Cardano is trying to solve these problems in a very elegant way. In Cardano, as we add people to the network, we naturally get more transactions per second. We also naturally get more network resources. Eventually, we’ll get more overall data storage. All without compromising our security model!
Introducing Pruning, Partitioning, and Side Chains
To address the Data Scaling problem, what we must realize is that not everybody requires all the data. The transactions that Alice sends to Bob are not necessarily relevant to Jane and Bill. They’re only relevant from the context that these people can know that the tokens they receive are legitimate and correct. Some techniques to address this include:
1) Pruning: Restrict what some people can see, on an intelligent case-by-case basis
2) Partitioning: a user might not have a full copy of the blockchain, but instead has just a chunk.

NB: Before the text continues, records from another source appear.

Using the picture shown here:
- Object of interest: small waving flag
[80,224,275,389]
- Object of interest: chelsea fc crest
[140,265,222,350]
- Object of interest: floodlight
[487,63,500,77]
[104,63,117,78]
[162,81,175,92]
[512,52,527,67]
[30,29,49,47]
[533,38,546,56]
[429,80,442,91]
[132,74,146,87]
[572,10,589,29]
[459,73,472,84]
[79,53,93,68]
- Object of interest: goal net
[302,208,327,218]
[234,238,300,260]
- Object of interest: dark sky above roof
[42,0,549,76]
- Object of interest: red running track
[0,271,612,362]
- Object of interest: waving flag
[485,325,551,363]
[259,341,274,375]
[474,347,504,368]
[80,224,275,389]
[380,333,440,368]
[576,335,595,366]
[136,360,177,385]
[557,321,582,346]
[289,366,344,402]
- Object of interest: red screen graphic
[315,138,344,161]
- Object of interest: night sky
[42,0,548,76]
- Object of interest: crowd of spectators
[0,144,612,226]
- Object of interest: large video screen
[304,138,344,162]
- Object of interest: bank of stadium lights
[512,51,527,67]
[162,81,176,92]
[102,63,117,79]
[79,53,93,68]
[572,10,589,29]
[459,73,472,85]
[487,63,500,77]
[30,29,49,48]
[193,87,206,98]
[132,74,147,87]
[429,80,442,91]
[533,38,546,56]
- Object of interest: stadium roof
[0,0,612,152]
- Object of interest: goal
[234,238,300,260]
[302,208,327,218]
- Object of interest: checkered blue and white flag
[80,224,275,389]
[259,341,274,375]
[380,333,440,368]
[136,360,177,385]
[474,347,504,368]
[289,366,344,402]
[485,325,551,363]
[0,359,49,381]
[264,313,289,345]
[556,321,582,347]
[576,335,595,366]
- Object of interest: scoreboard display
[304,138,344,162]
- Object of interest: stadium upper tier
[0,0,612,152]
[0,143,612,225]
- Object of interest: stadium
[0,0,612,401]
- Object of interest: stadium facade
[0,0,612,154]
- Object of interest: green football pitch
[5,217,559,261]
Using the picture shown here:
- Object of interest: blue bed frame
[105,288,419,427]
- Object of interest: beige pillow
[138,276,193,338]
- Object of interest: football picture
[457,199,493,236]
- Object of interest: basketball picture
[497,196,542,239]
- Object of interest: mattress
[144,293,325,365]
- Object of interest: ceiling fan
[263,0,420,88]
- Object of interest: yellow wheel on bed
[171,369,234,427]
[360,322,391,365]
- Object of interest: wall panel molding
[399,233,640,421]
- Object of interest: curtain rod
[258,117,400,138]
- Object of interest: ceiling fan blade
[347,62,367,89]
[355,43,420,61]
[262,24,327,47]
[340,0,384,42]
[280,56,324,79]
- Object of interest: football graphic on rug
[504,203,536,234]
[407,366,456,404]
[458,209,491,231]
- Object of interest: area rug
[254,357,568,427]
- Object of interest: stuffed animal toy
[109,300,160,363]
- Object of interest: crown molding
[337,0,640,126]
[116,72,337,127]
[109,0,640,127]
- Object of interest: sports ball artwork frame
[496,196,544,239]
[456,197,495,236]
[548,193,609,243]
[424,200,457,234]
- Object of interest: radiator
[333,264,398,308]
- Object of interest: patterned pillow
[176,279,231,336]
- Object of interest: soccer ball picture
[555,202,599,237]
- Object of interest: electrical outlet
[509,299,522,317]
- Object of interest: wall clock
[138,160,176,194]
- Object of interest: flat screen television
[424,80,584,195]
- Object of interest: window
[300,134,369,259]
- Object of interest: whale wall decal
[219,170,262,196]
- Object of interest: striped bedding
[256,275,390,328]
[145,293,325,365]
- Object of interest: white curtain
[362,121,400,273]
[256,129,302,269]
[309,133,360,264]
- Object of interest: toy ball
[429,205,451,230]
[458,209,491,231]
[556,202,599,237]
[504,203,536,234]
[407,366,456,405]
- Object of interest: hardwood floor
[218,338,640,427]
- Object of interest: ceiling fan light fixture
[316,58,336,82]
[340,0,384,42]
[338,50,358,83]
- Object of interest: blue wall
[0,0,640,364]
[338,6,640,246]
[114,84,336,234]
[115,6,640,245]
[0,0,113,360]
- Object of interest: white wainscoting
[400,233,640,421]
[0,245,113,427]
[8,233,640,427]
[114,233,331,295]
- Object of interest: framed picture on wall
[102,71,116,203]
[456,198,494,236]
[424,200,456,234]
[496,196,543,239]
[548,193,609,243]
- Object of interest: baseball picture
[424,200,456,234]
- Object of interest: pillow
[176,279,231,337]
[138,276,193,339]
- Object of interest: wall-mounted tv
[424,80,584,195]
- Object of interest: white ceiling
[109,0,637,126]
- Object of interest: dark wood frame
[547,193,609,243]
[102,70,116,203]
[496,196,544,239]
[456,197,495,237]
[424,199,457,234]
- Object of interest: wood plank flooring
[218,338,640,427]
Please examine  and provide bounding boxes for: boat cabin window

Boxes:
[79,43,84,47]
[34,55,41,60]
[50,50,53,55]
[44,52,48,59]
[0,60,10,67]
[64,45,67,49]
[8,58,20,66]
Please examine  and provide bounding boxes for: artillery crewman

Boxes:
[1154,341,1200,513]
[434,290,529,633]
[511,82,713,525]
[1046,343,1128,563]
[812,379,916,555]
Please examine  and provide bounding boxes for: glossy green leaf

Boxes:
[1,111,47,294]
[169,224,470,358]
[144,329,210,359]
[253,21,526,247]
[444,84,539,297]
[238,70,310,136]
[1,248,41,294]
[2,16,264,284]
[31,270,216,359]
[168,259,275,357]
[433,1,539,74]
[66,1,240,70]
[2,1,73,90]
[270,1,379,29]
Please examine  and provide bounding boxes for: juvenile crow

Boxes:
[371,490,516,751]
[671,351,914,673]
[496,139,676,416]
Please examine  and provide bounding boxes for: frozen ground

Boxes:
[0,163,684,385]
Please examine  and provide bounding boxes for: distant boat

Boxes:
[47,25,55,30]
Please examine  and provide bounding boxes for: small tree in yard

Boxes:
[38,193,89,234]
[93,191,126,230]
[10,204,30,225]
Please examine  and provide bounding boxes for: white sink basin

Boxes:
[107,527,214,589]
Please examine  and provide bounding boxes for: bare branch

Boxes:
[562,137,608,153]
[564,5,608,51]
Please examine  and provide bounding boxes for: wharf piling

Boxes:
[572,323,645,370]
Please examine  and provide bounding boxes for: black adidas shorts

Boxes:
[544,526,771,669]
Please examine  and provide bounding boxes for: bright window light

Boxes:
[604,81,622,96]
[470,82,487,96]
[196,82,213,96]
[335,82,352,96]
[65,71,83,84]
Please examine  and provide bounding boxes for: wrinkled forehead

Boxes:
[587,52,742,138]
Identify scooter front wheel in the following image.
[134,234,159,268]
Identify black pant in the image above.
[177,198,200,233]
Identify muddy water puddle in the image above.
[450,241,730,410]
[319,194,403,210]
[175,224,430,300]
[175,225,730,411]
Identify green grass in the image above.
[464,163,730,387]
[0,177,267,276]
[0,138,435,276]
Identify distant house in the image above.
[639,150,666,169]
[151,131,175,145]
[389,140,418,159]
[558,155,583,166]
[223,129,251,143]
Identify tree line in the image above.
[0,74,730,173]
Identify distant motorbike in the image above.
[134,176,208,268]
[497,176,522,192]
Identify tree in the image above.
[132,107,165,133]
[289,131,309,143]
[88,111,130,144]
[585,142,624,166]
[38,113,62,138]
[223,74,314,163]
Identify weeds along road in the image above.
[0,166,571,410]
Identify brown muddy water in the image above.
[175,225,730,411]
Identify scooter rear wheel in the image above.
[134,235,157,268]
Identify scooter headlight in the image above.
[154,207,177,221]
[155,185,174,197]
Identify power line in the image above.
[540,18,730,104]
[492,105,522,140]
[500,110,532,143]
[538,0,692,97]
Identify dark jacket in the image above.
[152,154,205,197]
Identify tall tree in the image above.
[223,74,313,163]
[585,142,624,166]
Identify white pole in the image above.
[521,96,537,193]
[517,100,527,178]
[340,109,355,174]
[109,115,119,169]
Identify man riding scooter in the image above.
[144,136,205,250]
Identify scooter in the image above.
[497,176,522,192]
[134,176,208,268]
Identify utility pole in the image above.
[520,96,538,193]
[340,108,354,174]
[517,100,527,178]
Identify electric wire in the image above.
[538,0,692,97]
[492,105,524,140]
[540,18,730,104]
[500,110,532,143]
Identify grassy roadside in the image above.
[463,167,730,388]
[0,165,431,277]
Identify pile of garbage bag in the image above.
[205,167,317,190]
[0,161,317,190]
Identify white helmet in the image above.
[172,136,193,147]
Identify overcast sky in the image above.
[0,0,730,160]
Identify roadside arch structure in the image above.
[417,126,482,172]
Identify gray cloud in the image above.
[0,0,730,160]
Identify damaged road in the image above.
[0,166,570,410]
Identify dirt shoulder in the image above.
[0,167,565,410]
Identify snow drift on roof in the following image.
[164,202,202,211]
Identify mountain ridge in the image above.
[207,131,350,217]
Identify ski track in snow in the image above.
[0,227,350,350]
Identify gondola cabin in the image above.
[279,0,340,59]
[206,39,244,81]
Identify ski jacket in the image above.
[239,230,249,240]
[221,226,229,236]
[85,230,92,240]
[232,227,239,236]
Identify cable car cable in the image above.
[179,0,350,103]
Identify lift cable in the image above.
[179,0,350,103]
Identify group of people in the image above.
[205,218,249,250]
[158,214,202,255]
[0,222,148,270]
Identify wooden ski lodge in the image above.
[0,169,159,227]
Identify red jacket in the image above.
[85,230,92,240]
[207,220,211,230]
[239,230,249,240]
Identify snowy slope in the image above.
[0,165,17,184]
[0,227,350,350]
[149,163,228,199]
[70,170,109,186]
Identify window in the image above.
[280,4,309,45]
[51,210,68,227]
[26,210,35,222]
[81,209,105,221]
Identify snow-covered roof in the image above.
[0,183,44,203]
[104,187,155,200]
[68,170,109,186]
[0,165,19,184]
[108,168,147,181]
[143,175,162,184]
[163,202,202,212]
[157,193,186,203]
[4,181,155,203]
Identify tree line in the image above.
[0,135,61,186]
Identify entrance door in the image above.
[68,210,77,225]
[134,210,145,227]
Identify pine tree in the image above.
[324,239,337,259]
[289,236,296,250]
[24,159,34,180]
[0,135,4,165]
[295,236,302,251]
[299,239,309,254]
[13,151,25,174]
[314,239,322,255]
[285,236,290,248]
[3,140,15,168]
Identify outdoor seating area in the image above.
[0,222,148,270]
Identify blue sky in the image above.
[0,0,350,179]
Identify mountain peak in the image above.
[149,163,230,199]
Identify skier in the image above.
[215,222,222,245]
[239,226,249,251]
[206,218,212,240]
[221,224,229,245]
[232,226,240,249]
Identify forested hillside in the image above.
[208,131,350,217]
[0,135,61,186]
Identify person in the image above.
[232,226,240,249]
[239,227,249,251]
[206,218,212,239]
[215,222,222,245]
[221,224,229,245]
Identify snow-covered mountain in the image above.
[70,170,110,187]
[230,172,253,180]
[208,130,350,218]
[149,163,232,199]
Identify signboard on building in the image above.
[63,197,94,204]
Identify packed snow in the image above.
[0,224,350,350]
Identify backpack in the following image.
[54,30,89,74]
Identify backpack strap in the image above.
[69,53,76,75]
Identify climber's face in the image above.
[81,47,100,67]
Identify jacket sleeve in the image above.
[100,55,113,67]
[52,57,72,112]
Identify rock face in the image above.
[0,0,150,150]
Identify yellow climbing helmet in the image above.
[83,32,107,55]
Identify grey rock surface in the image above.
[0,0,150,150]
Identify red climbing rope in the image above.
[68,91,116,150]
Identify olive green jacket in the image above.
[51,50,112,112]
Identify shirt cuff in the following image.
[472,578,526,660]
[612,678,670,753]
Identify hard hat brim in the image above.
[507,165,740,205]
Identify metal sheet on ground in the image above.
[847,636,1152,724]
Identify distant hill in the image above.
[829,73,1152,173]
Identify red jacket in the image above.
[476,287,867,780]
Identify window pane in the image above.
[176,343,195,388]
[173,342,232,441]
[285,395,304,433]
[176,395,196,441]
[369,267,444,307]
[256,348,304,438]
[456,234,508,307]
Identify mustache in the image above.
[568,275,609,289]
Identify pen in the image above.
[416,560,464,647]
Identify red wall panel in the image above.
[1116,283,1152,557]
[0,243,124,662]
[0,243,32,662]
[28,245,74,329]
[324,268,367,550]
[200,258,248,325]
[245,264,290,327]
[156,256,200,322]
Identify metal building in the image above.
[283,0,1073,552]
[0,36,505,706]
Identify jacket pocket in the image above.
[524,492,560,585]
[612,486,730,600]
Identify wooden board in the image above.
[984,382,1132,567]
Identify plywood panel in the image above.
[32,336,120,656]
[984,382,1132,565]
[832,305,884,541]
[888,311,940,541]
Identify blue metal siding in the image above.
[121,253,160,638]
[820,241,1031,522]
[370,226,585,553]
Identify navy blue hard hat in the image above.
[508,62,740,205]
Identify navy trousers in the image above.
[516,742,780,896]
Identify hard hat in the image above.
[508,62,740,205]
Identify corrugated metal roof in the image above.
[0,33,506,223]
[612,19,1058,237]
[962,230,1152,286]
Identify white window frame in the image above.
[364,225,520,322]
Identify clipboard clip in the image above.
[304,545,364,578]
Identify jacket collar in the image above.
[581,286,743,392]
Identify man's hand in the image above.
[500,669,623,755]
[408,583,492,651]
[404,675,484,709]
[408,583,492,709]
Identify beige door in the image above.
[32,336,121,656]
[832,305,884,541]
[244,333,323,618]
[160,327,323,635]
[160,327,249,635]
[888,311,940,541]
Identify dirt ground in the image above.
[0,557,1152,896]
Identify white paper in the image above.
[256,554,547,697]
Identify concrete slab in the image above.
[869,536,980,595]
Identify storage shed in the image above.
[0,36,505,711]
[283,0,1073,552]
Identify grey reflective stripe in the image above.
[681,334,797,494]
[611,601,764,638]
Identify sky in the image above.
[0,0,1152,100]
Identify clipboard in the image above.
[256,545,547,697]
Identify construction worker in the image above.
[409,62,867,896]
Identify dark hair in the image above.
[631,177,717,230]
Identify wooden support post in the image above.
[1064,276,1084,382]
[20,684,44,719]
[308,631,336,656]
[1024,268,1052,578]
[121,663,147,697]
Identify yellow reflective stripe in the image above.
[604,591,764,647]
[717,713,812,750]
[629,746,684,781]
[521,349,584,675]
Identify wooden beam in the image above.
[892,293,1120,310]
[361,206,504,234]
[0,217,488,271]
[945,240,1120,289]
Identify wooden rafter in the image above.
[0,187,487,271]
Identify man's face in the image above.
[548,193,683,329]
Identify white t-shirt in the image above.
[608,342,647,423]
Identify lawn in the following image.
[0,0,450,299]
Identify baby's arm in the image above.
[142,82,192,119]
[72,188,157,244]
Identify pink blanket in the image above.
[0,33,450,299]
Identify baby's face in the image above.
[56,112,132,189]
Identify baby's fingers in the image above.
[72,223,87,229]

3) Side chains: create a compressed representation of a blockchain [on a secondary chain], and translate transactions between chains
Academic rigor - A Cardano differentiator
One of the most important things when developing new cryptography is to make sure it is developed in a very rigorous, peer-reviewed way. Ouroboros was accepted at “Crypto 17” [the 37th Annual Academic Cryptography Conference], where our team presented it. Future versions of the protocol continue to go through more rigorous peer-review, giving us a high assurance that the conceptual design of the system is correct. We are also modeling a formal specification of Ouroboros using “side calculus” - a formal modeling language that’s machine-understandable. Eventually, we’re going to be able to connect to the Haskell code in our github repo and actually show that we’ve correctly implemented the protocol. This is a standard that does not exist in the blockchain space, and we’re very excited to be the first to do it.
The goal of the Cardano project is to study all of the questions in a rigorous way and come up with new blockchain architectures. The solutions must allow people to have much smaller amounts of data, while still getting the same level of assurance that transactions are correct. One fortunate thing is that while TPS and bandwidth needs grow quickly, data storage is still relatively cheap and available. So we believe that the data scaling side of Cardno will be something that we don’t have as much urgency to resolve. Research on these questions is taking place at the University of Edinburgh; we believe we will have a total solution to this problem by the end of 2019.